The threading module will run all threads on the same CPU core which requires less overhead and allows for more efficient sharing of memory. However, it is not truly parallel and executes the threads when others are idling.

The multiprocessing module runs the processes on multiple CPU cores and can thus execute code at the same time.

Preparations

To investigate the differences between threading and multiprocessing, we will simulate work for each data point and measure when it was executed.
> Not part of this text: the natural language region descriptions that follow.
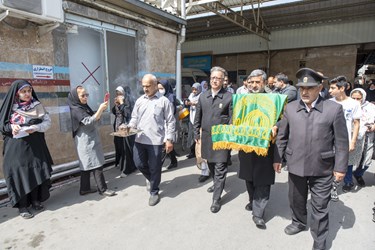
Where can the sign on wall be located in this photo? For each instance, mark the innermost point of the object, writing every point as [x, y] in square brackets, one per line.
[198, 62]
[42, 72]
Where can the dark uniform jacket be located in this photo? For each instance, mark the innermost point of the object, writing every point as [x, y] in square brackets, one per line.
[212, 111]
[313, 143]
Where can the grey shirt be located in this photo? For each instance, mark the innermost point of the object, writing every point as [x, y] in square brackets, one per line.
[154, 116]
[89, 147]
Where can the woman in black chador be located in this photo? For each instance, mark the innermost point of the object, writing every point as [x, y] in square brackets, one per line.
[27, 161]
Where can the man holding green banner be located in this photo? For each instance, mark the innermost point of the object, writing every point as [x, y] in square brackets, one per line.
[254, 118]
[251, 132]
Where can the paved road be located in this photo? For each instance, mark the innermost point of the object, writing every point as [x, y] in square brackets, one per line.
[182, 220]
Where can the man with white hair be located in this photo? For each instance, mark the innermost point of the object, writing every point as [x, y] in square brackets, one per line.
[151, 111]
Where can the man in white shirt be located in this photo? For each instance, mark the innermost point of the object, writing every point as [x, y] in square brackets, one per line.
[151, 111]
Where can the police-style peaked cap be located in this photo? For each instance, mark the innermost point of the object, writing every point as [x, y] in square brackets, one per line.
[309, 78]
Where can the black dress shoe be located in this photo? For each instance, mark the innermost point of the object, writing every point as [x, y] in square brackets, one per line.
[360, 181]
[259, 222]
[172, 165]
[36, 205]
[203, 178]
[90, 191]
[293, 229]
[215, 207]
[249, 206]
[25, 213]
[189, 156]
[229, 162]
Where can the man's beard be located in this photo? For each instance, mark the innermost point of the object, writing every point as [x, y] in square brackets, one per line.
[256, 91]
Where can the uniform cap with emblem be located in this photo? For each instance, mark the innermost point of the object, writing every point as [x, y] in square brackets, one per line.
[309, 78]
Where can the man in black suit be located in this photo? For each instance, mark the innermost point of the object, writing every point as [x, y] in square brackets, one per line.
[313, 140]
[214, 107]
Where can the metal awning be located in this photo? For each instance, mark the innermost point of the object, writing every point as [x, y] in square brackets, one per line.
[215, 18]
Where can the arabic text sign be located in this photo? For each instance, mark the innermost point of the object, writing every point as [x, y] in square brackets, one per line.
[42, 72]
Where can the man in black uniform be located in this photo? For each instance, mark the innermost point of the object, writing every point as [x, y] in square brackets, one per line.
[314, 142]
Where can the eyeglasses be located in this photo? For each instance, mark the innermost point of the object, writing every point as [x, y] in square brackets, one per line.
[214, 78]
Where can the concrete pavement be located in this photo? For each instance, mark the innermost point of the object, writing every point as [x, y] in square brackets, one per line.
[182, 219]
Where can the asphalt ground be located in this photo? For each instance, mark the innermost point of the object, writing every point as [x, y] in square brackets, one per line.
[182, 219]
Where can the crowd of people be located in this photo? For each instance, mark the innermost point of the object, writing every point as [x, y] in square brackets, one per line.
[325, 136]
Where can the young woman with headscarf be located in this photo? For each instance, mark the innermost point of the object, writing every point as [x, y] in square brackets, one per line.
[123, 145]
[166, 89]
[365, 141]
[87, 140]
[27, 161]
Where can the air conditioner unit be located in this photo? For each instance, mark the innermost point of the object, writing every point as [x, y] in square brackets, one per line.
[38, 11]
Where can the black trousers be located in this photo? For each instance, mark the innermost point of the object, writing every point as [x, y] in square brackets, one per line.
[124, 153]
[219, 174]
[259, 197]
[320, 188]
[147, 158]
[172, 156]
[99, 179]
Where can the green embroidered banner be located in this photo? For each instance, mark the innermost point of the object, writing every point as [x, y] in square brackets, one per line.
[253, 117]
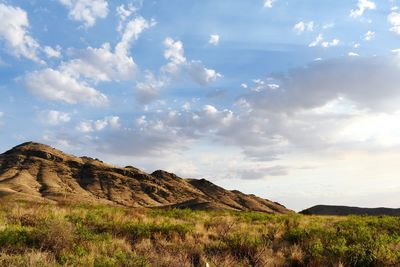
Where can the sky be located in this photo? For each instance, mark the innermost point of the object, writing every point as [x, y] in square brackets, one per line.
[294, 101]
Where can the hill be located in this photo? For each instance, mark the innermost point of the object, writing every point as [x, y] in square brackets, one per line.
[345, 210]
[37, 172]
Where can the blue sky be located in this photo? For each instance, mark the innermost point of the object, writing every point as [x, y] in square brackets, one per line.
[296, 101]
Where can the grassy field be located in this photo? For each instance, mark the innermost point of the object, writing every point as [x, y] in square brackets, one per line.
[64, 235]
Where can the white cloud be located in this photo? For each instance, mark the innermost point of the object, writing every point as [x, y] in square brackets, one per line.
[14, 30]
[88, 126]
[334, 42]
[70, 82]
[51, 52]
[124, 13]
[175, 54]
[304, 26]
[269, 3]
[59, 86]
[362, 6]
[54, 117]
[394, 20]
[84, 127]
[101, 64]
[369, 36]
[214, 39]
[86, 10]
[319, 40]
[328, 26]
[352, 54]
[131, 33]
[201, 74]
[148, 90]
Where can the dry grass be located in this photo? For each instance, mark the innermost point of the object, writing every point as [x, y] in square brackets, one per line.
[65, 235]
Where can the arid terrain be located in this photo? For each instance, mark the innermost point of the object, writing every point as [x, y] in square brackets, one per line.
[37, 172]
[61, 210]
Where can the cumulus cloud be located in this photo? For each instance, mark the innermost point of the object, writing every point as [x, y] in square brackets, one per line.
[148, 90]
[174, 53]
[86, 11]
[369, 36]
[269, 3]
[319, 41]
[14, 30]
[201, 74]
[362, 6]
[71, 81]
[58, 86]
[177, 67]
[103, 64]
[353, 54]
[52, 52]
[54, 117]
[394, 20]
[88, 126]
[304, 26]
[214, 39]
[262, 172]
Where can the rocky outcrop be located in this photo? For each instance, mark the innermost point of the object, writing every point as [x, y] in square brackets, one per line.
[37, 172]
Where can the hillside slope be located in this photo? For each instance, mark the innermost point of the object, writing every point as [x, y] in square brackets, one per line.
[345, 210]
[37, 172]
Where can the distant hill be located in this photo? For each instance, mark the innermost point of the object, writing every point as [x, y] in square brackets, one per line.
[345, 210]
[37, 172]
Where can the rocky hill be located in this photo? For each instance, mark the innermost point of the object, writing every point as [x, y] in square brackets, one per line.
[345, 210]
[37, 172]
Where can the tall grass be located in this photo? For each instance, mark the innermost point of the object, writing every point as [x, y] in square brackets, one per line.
[83, 235]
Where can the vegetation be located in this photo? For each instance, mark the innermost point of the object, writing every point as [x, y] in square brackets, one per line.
[64, 235]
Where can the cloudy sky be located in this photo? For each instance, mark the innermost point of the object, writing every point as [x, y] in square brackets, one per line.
[295, 101]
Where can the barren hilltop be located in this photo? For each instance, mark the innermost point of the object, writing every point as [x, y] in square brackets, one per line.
[37, 172]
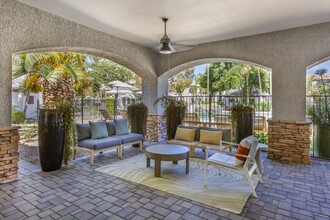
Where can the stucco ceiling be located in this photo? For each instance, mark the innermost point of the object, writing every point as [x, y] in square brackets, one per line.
[190, 21]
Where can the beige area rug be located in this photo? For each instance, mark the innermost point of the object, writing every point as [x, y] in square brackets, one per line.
[228, 190]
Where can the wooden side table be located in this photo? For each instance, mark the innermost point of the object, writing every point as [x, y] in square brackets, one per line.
[166, 152]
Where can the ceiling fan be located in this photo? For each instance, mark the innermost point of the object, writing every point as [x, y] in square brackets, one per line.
[167, 46]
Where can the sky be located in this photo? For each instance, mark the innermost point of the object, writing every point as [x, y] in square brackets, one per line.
[325, 64]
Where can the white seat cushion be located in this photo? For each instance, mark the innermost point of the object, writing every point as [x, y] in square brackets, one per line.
[224, 160]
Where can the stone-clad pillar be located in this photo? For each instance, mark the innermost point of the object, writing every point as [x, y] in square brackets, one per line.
[289, 141]
[9, 139]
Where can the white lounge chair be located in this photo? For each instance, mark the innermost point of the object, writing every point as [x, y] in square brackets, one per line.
[226, 159]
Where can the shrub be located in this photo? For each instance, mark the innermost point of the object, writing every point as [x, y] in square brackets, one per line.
[109, 103]
[174, 113]
[263, 106]
[31, 132]
[17, 117]
[263, 137]
[137, 115]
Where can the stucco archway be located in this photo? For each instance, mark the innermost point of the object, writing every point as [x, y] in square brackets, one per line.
[26, 29]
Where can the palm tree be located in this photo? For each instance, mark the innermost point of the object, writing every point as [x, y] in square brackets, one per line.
[58, 75]
[24, 64]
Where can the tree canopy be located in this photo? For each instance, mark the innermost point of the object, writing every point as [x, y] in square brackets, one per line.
[181, 81]
[226, 76]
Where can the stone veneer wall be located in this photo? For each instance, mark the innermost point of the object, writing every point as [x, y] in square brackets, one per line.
[156, 128]
[289, 141]
[9, 139]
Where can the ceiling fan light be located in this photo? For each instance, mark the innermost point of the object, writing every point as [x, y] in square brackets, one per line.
[165, 49]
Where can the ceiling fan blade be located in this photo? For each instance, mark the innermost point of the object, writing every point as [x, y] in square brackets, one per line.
[182, 47]
[173, 48]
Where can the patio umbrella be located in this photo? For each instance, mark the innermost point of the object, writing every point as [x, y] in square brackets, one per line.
[120, 86]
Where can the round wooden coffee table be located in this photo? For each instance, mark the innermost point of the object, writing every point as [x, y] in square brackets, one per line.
[167, 152]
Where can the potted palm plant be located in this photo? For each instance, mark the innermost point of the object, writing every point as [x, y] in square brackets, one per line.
[174, 111]
[58, 76]
[137, 116]
[319, 113]
[242, 114]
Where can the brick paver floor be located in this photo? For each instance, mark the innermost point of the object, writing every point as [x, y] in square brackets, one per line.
[290, 191]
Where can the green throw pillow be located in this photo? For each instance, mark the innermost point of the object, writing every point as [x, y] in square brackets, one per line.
[98, 129]
[121, 126]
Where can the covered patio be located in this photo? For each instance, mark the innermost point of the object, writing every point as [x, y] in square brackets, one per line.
[293, 37]
[290, 191]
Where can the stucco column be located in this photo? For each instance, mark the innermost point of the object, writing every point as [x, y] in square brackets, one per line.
[149, 92]
[5, 88]
[289, 91]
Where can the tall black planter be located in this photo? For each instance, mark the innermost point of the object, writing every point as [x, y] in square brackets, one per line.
[51, 139]
[243, 123]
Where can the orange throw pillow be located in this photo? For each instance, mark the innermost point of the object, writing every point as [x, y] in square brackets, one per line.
[244, 149]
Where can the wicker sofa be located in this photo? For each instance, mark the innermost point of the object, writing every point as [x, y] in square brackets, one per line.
[226, 137]
[84, 141]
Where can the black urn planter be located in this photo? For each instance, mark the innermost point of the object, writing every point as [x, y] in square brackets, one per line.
[51, 139]
[243, 122]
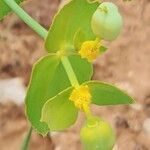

Due to some design choices, we have to import the worker function from a separate module for the ProcessPool to work.

[3]:
%%writefile worker.py

import time


def worker(data):
    tmp = []
    for i in data:
        # simulate CPU load
        for _ in range(1_000_000):
            pass

        # store execution time
        tmp.append(time.time())
    return tmp
Overwriting worker.py
[4]:
from worker import worker
[5]:
data = list(range(20))
num = mp.cpu_count()

Computations

We run the worker function on the dataset for each executor in both the process and thread pool.

[6]:
%%time
with ThreadPool(num) as p:
    thread_result = p.map(worker, [data] * num)
CPU times: user 3.79 s, sys: 131 ms, total: 3.92 s
Wall time: 3.86 s
[7]:
%%time
with ProcessPool(num) as p:
    process_result = p.map(worker, [data] * num)
CPU times: user 26 ms, sys: 56.7 ms, total: 82.7 ms
Wall time: 1.4 s

Next, we store the result in a dataframe.

[8]:
df_thread = pd.melt(
    pd.DataFrame(thread_result, index=[f'job {i:2}' for i in range(num)]).T
)
df_thread['type'] = 'thread'

df_process = pd.melt(
    pd.DataFrame(process_result, index=[f'job {i:2}' for i in range(num)]).T
)
df_process['type'] = 'process'

df = pd.concat([df_thread, df_process], ignore_index=True)
df['value'] = df.groupby('type')['value'].apply(lambda x: x - x.min())  # normalize time
df.head()
[8]:
variable value type
0 job 0 0.105189 thread
1 job 0 0.316431 thread
2 job 0 0.592710 thread
3 job 0 0.704985 thread
4 job 0 0.822085 thread

Investigation

There are two main observations:

  • multiprocessing execution takes less total runtime than threading

  • multiprocessing timestamps are in parallel, while threading timestamps are serial

[9]:
g = sns.FacetGrid(df, row='type', aspect=2)
g.map_dataframe(sns.scatterplot, x='value', y='variable')
g.set_axis_labels('Time [s]', 'Pool')
[9]:
<seaborn.axisgrid.FacetGrid at 0x140feb100>
../_images/misc_ThreadingVSMultiprocessing_17_1.png

The decision whether to use threading or multiprocessing depends on the use case.

As a general rule of thumb, one should use threading if the problem is IO bound and multiprocessing if it is CPU bound.